We then open the `sample.html` file and pass the open filehandle `f` to the `BeautifulSoup` constructor. We also set the `parser` in the constructor to `lxml` to indicate that we want to use lxml’s HTML parser. The `BeautifulSoup` constructor will return a BeautifulSoup object that we will save in the `page_content` variable. We then print the BeautifulSoup object to see what it looks like.

In [1]:
# Import BeautifulSoup
from bs4 import BeautifulSoup

# Open the HTML file and create a BeautifulSoup Object
with open('./sample.html') as f:
    page_content = BeautifulSoup(f, 'lxml')

# Print the BeautifulSoup Object
print(page_content)

<!DOCTYPE html>
<html lang="en-US">
<head>
<title>AI For Trading</title>
<meta charset="utf-8"/>
<link href="./teststyle.css" rel="stylesheet"/>
<style>.h2style {background-color: tomato;color: white;padding: 10px;}</style>
</head>
<body>
<h1 id="intro">Get Help From Peers and Mentors</h1>
<div class="section">
<h2 class="h2style" id="hub">Student Hub</h2>
<p>Student Hub is our real time collaboration platform where you can work with peers and mentors. You will find Community rooms with other students and alumni.</p>
</div>
<hr/>
<div class="section">
<h2 class="h2style" id="know">Knowledge</h2>
<p>Search or ask questions in <a href="https://knowledge.udacity.com/">Knowledge</a></p>
</div>
<div class="outro">
<h3 id="know">Good Luck</h3>
<p>Good luck and we hope you enjoy the course</p>
</div>
</body>
</html>


As we can see, `page_content`, holds the entire contents of our `sample.html` file. Notice that when we print the BeautifulSoup object, it is not printed in a nice format and it is very hard to read.

Luckily, the BeautifulSoup object has the `.prettify()` method that allows our BeautifulSoup object to be printed with all the tags nicely indented. Let's see how this works:

In [2]:
# Print the BeautifulSoup Object with prettify
print(page_content.prettify())

<!DOCTYPE html>
<html lang="en-US">
 <head>
  <title>
   AI For Trading
  </title>
  <meta charset="utf-8"/>
  <link href="./teststyle.css" rel="stylesheet"/>
  <style>
   .h2style {background-color: tomato;color: white;padding: 10px;}
  </style>
 </head>
 <body>
  <h1 id="intro">
   Get Help From Peers and Mentors
  </h1>
  <div class="section">
   <h2 class="h2style" id="hub">
    Student Hub
   </h2>
   <p>
    Student Hub is our real time collaboration platform where you can work with peers and mentors.
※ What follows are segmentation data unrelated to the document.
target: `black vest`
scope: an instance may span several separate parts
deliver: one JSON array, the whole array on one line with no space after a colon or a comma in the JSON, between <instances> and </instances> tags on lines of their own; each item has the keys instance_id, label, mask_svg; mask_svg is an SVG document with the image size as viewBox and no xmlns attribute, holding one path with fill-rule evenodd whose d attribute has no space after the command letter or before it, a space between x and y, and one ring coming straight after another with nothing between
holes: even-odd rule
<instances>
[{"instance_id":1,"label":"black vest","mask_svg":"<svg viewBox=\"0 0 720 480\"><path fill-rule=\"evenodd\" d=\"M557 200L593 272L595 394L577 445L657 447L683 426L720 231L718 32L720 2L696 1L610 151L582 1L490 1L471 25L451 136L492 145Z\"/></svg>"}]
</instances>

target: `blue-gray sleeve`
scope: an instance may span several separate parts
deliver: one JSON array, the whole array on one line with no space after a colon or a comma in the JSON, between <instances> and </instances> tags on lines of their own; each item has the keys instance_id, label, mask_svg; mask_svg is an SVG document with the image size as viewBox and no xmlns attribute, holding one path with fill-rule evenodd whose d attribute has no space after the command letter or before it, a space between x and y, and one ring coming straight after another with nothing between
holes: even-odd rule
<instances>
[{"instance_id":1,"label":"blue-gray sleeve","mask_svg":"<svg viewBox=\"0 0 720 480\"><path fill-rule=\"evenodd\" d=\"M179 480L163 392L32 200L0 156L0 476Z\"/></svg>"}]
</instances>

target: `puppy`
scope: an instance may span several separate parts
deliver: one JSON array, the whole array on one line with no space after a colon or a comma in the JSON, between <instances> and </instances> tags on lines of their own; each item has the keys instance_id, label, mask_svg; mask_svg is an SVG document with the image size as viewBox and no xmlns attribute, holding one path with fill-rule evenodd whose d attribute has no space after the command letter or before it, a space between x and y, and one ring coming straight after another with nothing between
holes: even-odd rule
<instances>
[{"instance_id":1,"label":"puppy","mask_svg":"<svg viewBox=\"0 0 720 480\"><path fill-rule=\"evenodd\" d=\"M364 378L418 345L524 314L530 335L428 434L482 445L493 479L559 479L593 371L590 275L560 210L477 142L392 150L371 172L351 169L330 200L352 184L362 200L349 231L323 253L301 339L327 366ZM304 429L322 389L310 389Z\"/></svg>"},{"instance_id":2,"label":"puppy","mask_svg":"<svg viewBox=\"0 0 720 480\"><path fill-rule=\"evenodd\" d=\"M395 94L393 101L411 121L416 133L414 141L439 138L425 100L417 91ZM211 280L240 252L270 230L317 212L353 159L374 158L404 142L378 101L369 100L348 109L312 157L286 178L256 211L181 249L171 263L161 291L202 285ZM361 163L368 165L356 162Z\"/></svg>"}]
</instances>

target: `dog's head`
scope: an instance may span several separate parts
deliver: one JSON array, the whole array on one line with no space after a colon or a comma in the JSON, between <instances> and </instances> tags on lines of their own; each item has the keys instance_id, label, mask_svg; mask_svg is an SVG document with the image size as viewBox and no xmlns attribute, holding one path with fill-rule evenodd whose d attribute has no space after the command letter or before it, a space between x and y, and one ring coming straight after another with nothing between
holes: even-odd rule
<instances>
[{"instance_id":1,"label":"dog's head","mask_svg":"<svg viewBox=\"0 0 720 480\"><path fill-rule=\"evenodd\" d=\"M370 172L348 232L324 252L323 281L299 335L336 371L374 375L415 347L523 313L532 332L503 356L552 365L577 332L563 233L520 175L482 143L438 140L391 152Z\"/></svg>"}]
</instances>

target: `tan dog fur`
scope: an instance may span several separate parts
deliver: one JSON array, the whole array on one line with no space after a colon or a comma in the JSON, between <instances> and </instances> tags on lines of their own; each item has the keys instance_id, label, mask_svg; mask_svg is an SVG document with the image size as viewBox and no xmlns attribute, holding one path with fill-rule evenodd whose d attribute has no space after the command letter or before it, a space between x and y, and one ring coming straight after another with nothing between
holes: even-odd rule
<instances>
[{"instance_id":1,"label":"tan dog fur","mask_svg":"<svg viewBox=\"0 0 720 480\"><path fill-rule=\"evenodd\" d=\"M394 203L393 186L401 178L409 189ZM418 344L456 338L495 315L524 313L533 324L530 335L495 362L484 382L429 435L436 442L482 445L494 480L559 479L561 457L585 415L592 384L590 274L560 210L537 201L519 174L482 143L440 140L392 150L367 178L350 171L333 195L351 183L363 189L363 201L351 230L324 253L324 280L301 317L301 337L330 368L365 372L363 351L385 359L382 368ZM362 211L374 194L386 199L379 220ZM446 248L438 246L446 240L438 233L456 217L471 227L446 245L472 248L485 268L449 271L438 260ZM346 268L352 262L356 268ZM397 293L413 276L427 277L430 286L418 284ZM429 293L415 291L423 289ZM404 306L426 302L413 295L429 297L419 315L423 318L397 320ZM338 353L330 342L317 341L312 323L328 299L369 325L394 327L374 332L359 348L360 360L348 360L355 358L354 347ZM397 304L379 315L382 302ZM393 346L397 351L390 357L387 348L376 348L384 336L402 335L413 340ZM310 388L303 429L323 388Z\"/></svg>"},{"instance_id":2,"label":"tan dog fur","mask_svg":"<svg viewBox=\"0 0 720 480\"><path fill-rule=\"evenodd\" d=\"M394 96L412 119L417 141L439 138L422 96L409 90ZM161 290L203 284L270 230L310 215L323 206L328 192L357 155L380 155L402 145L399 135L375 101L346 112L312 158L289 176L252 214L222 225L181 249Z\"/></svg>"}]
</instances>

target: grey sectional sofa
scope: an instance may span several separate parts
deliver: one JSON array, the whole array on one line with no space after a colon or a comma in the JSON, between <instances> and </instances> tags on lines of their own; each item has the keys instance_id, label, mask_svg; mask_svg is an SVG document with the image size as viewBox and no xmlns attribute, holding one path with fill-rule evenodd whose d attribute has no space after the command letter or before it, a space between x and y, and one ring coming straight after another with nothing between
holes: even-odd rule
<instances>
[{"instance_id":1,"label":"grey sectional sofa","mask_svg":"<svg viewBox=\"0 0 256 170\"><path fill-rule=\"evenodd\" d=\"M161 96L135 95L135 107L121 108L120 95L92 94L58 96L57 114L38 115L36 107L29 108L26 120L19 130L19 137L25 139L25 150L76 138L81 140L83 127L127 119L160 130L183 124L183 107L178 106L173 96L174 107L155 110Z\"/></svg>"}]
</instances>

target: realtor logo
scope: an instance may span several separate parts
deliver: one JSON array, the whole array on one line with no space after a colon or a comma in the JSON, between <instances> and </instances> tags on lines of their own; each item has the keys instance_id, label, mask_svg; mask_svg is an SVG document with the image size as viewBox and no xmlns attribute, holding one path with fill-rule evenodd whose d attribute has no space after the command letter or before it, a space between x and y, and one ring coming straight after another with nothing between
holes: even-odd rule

You will find Community rooms with other students and alumni.
   </p>
  </div>
  <hr/>
  <div class="section">
   <h2 class="h2style" id="know">
    Knowledge
   </h2>
   <p>
    Search or ask questions in
    <a href="https://knowledge.udacity.com/">
     Knowledge
    </a>
   </p>
  </div>
  <div class="outro">
   <h3 id="know">
    Good Luck
   </h3>
   <p>
    Good luck and we hope you enjoy the course
   </p>
  </div>
 </body>
</html>


As we can see, the `.prettify()` method makes the object easier to read and also it also allows us to identify tags more readily. In the next lesson, we will see how to access the information contained in each tag.